Pendant cette période, trois grands procès ont eu lieu à Moscou. Ce sont eux qui font l’objet de ce livre de Nicolas Werth, directeur de recherche CNRS, président de la branche française de l’ONG Mémorial.
J’avais déjà eu l’occasion de lire, et d’apprécier, son récit traitant de son séjour sur les traces de la Kolyma aussi me suis plongée rapidement dans ce livre.
L’auteur nous raconte brièvement chacun des trois procès, le nom des accusés et leurs métiers, les faits reprochés et enfin les peines prononcées.
Il se concentre ensuite sur les réactions dans la presse internationale et les tentatives menées par l’opposition russe en exil pour démontrer la fausseté des accusations portées.
Enfin, Nicolas Werth analyse la portée de ces trois procès par rapport à la grande terreur mentionnée précédemment : leur articulation, la façon dont ils ont été perçus, le rôle joué par Staline dans leur organisation et le sens à leur apporter.
Sans m’étendre davantage sur les détails, je vous laisserai vous plonger dans le livre, je trouve que la force du propos de Werth est sa grande clarté. Le texte est accessible, même aux gens novices en histoire russe.

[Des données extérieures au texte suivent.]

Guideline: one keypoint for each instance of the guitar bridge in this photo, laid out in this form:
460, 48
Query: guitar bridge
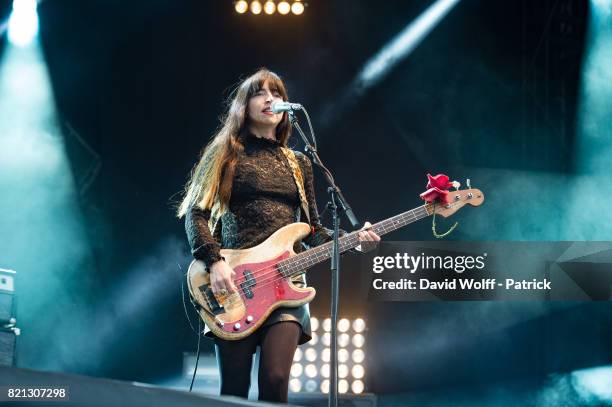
213, 304
248, 282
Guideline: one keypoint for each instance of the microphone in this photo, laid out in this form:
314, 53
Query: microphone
279, 107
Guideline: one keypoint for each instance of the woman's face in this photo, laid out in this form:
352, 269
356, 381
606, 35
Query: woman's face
260, 107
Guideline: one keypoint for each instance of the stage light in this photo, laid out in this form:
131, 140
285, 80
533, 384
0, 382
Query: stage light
241, 6
358, 325
311, 370
311, 385
342, 386
358, 340
314, 323
358, 356
297, 370
295, 385
404, 43
310, 355
342, 371
283, 8
358, 371
23, 22
343, 356
357, 387
256, 7
269, 7
297, 8
325, 386
343, 325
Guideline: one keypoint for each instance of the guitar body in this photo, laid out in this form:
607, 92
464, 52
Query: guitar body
261, 285
263, 273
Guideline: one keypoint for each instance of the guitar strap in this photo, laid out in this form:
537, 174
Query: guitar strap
215, 211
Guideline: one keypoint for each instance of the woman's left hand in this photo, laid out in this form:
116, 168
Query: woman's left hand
366, 234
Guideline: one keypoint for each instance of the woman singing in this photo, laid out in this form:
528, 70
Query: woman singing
250, 185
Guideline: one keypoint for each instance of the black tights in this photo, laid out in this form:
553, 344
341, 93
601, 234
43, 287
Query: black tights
278, 343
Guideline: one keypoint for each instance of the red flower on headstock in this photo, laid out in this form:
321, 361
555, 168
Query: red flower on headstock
437, 188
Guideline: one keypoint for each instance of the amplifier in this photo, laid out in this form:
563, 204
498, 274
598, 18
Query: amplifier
8, 340
7, 297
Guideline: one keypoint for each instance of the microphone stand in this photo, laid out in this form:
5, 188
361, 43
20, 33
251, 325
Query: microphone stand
336, 200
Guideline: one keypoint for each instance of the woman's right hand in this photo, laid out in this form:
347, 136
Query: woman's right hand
222, 278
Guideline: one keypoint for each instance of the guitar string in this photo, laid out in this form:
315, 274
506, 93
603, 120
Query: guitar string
263, 282
316, 251
273, 269
384, 226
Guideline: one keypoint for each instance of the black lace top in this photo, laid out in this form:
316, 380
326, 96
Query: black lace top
264, 198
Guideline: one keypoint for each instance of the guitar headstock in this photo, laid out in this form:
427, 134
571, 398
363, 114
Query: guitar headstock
458, 199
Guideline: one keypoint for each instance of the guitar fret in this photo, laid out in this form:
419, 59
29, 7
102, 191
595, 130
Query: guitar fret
319, 254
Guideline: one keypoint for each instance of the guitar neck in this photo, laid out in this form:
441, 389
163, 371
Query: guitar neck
300, 262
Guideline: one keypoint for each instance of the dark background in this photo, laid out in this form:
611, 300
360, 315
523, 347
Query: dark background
492, 90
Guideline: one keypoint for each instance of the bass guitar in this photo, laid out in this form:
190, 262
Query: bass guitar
263, 272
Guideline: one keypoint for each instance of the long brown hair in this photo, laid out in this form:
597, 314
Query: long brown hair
213, 176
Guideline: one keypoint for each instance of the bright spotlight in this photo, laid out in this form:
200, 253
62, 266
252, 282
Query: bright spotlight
241, 6
269, 7
256, 7
357, 387
404, 43
283, 7
297, 8
23, 23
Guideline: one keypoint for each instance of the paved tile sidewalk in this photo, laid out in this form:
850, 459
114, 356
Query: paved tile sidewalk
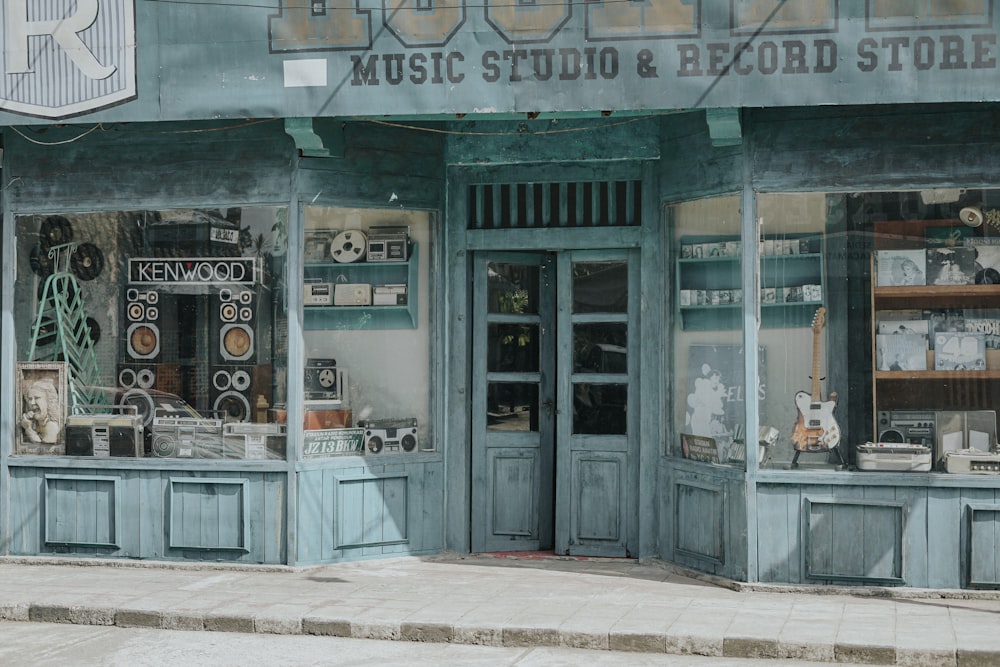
595, 604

Les concepts sont expliqués clairement et le tout est vivant et rythmé. Il est frappant de voir comment ces procès et les complots démasqués servaient de prétexte pour expliquer tous les échecs du stalinisme et comment ceci était approuvé par les russes de façon générale, qui voyaient en Staline, le petit père des peuples.
Cet ouvrage permet un approfondissement bienvenu sur les mécanismes à l’œuvre, lorsque la dictature, le totalitarisme se parent des atours de la démocratie, pour mieux la bafouer.
Un ouvrage très intéressant que je recommande.